Generating Primary Keys
A primary key for each row of a table in a database is virtually a requirement of database design. Occasionally, the data for a table provides a primary key (e.g. username or email for an account table). More common is that one needs to generate primary key values for a table. Yet, tools for this in MySQL/Java are limited. MySQL offers auto_increment, but there are issues with replication, it can become a bottleneck for insert-heavy tables, it doesn’t provide globally unique ids and displaying these ids publicly may expose sensitive information. Java offers java.util.uuid, which gives pseudo-random 128-bit values. The chance of a collision is minuscule, but non-zero. More troubling is the size of the string representation: 36 characters. Since InnoDB uses the primary key index as the storage structure for the data and uses primary keys as data pointers for secondary indexes, long keys not only waste space, but make the database less efficient.
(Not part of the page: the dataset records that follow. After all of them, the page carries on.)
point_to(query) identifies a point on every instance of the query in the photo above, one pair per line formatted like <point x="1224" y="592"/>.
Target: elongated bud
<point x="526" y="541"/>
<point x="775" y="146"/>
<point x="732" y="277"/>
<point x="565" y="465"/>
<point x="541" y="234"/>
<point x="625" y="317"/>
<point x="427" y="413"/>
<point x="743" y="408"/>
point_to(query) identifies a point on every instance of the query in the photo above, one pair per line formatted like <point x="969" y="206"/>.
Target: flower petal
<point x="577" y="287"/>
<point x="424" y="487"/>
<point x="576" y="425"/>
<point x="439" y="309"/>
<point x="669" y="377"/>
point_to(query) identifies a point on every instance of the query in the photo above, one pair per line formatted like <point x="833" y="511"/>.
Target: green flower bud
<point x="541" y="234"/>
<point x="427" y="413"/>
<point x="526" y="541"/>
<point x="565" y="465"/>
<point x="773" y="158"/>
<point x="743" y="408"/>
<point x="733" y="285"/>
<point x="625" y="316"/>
After evaluating these options and a few ideas of our own for primary key generation, we settled on a simple algorithm motivated by group theory. The advantages of this algorithm are numerous:
- Short Keys (6 characters yield 57 billion unique keys using only alphanumeric characters)
- Universal Uniqueness (no guessing to which table a key value refers)
- Pseudo-randomness (keys don’t follow an obvious pattern)
- No Duplicate-Checking (keys are guaranteed to be unique until a limit is reached)
- Block Generation (keys are generated in blocks to minimize lock contention)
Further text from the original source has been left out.